Em entrevista à TV Gazeta, o deputado confirmou o discurso no plenário e disse não considerar a antiético ou criminoso o conteúdo de seu discurso.

“Eu não vou modificar nada do que eu falei e vou tratar essa questão dentro do parlamento e da imunidade parlamentar. Antiético é essa barbárie cometida com os capixabas. O cidadão perdeu o direito de ir e vir, e quem está tendo todas as garantias do estado é o bandido. Isso que está errado”, disse.

O que diz o PSL no ES

O presidente do PSL no Espírito Santo, Carlos Manato, citou que o deputado Capitão Assumção tem imunidade parlamentar. Segundo Manato, o parlamentar tem liberdade para falar o que quiser, mas não reflete o posicionamento do partido.

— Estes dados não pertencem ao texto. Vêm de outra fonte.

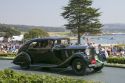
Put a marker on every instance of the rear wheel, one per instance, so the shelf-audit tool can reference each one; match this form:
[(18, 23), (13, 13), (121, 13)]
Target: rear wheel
[(79, 66), (26, 62), (98, 68), (24, 66)]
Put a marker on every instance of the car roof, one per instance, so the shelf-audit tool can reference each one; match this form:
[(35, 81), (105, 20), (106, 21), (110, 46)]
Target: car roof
[(50, 38), (77, 47)]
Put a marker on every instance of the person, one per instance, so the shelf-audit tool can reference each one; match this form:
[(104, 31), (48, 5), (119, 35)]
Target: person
[(50, 44)]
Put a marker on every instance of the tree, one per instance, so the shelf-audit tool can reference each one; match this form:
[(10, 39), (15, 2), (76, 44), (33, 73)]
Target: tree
[(7, 32), (35, 33), (82, 17)]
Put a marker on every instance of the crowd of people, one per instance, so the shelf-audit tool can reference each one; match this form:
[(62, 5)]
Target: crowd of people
[(109, 51), (9, 47)]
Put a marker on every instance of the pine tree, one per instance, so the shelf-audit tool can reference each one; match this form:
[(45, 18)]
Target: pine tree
[(82, 17)]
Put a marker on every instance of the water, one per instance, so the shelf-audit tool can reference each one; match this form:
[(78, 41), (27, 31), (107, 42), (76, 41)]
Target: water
[(105, 39)]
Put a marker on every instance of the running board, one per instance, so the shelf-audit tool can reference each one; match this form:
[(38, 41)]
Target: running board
[(44, 65)]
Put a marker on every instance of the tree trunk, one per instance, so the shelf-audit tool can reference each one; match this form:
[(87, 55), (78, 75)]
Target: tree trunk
[(79, 42)]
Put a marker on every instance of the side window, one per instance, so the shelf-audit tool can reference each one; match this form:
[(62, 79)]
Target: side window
[(41, 44), (33, 45)]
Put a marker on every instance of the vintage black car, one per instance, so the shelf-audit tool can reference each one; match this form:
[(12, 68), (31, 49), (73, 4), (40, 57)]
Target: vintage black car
[(57, 52)]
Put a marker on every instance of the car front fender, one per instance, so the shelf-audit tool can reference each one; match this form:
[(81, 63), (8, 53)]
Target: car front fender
[(22, 58)]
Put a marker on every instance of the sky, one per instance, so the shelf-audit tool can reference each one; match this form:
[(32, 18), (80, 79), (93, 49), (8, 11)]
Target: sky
[(48, 12)]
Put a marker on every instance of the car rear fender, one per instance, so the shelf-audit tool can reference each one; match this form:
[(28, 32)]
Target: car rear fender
[(68, 61), (21, 58), (80, 55)]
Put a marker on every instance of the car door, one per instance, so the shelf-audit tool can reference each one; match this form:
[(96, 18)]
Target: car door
[(37, 51)]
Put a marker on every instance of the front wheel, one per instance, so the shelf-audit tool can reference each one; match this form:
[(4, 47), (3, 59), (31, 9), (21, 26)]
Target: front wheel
[(79, 66)]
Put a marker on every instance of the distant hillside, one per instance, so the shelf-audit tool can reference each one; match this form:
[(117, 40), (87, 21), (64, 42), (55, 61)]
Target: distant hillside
[(25, 28), (113, 28), (107, 28)]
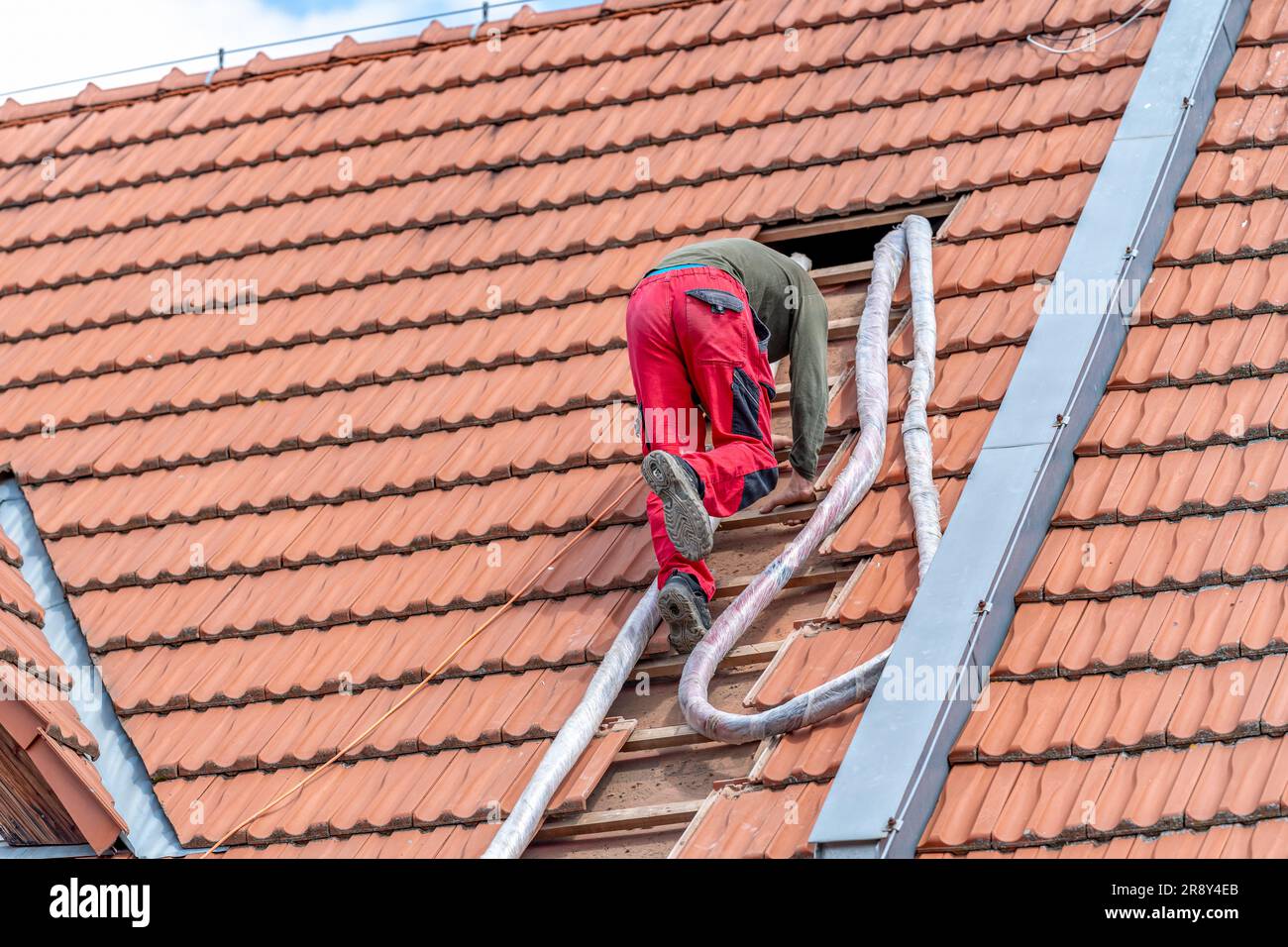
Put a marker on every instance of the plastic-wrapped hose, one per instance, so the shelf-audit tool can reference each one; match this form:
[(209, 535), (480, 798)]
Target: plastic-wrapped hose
[(918, 459), (871, 354), (853, 483), (578, 732)]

De acordo com presidente da sigla, o partido entende que a apuração de crimes deve seguir a lei e que os criminosos devem ser presos. “O PSL não concorda com o que o deputado Capitão Assumção disse”, afirmou Manato.

Ministério Público

O Ministério Público do Estado do Espírito Santo (MPES) informou, por meio de nota, que acompanha o caso e analisa o teor das declarações do deputado para então se manifestar sobre o caso.

Especialistas ouvidos pelo G1 dizem que o discurso pode ser considerado crime e extrapola a imunidade parlamentar, além de ferir o estado democrático de direito.